Batıya ait kavramların en bilinenlerinden biri hedef belirleme konusunda kullandığımız SMART yöntemidir. Hedef spesifik, measurable (ölçülebilir), attainable (ulaşılabilir), realistic (gerçekçi) ve time bound (zamanı, aşamaları belirgin) olmalıdır. Bu yöntem hedef belirleme konusunda açık, net ve kolay uygulanabilir bir yöntemdir gerçekten de. Yıllardır verdiğimiz eğitimlerde bu yöntemi anlattık, birçok kuruma bu konuda uygulamalar yaptırdık. Eminim dünya üzerinde on binlerce danışman, on binlerce şirkete bizim yaptığımız gibi bu yöntemi anlatmaktadır ve anlatmaya devam edecektir.

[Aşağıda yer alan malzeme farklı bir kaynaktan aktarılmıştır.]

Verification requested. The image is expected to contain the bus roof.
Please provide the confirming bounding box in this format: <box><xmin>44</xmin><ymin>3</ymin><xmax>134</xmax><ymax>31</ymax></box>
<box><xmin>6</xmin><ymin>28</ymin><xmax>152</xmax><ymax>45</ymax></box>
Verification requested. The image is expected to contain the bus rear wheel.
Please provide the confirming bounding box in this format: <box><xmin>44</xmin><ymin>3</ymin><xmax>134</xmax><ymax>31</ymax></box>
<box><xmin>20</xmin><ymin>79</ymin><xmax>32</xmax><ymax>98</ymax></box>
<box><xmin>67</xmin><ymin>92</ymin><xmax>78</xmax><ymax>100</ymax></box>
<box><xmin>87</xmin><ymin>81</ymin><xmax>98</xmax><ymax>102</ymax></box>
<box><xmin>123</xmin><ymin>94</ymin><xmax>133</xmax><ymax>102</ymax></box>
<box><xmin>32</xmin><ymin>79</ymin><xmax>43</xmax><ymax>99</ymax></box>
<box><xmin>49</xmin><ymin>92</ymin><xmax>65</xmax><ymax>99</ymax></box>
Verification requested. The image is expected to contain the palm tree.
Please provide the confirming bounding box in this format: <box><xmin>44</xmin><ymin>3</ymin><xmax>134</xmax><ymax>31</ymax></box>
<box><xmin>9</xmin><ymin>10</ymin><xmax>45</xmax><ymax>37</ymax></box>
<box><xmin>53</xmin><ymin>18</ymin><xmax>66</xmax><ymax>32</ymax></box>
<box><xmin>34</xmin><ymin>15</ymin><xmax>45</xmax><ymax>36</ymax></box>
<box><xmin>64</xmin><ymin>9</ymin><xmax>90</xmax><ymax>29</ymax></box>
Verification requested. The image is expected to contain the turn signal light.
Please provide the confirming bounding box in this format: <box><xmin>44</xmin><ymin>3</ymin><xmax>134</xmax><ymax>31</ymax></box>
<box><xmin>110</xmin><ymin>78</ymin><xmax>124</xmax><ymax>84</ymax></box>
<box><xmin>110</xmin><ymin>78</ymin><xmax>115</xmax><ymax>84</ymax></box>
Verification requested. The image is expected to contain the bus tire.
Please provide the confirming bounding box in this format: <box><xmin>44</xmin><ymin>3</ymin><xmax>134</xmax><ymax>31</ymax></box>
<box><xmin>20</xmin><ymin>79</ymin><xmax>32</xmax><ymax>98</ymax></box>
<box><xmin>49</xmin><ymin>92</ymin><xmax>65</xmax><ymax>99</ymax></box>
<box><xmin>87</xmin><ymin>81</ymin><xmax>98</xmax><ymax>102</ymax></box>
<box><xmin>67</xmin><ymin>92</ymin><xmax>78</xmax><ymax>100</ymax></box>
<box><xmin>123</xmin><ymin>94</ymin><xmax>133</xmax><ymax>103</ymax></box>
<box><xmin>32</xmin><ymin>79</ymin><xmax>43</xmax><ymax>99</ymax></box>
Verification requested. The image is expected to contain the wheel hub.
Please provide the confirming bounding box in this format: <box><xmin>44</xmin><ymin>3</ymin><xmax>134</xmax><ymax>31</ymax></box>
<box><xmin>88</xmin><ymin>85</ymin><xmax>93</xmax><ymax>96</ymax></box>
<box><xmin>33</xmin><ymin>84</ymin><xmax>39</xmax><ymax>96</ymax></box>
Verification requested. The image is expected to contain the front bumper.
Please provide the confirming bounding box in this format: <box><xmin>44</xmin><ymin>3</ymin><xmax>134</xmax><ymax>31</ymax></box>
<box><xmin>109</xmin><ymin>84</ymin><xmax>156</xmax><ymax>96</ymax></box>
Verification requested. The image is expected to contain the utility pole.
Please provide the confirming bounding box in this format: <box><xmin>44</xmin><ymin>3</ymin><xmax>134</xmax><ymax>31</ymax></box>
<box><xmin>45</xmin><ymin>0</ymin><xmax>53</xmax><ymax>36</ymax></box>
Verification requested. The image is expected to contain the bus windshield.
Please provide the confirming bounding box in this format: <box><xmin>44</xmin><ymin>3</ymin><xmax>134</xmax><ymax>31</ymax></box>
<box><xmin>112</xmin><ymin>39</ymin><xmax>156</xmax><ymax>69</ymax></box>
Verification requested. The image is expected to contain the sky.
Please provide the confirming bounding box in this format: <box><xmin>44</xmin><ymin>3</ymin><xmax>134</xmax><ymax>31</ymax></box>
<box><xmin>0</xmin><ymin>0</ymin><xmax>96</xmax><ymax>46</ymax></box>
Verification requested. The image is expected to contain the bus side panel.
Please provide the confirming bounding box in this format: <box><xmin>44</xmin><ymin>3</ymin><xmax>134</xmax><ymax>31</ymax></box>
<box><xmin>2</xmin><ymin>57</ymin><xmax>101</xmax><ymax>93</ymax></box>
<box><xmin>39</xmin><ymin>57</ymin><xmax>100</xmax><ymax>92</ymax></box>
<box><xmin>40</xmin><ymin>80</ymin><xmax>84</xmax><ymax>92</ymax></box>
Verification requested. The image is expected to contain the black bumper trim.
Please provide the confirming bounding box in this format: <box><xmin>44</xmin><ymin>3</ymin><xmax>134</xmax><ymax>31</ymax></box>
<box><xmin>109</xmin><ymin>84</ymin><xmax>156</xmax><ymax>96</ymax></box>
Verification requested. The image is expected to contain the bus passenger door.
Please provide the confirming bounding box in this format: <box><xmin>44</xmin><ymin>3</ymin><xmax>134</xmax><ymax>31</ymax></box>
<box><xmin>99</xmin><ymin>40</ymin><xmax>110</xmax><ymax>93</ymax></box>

Peki şirketlerin önemli bir kısmı SMART hedefler belirlemeyi biliyorsa dünyayı yok olmanın eşiğine getirebilecek olan nükleer silah teknolojileri, kimyasal atıklar, doğanın dengesini bozan uygulamalar, insan sağlığına zararlı üretim yapan ülkelerin, şirketlerin de hedefleri SMART olarak mı belirlenmiştir acaba? Sonuçları pek de akılcı (smart) olmayan bu uygulamaların hedeflerinin SMART olması yoksa para ve/veya savaş kazandırıyor olmasından mı gelir? Belki de problem süreçten önce sonuca odaklanmamızdır. Yolun sonunda nereye varacağımızdan önce yolda nasıl yürüyeceğimize bakmamamızdandır. Genel müdür olmadan önce nasıl bir adam olacağımıza, dünya devi bir şirket olmadan önce nelere değer vereceğimize karar verdiğimizde süreci ve sonucu beraber düşünmeye başlarız. Değerlerimiz attığımız her adımda bizim ışığımız olur. 21'inci yüzyılın iş dünyasında, dünya koca bir köy haline gelmişken, her gün yeni fırsatlar karşımıza çıkarken para kazanmak inanın hiç zor değil.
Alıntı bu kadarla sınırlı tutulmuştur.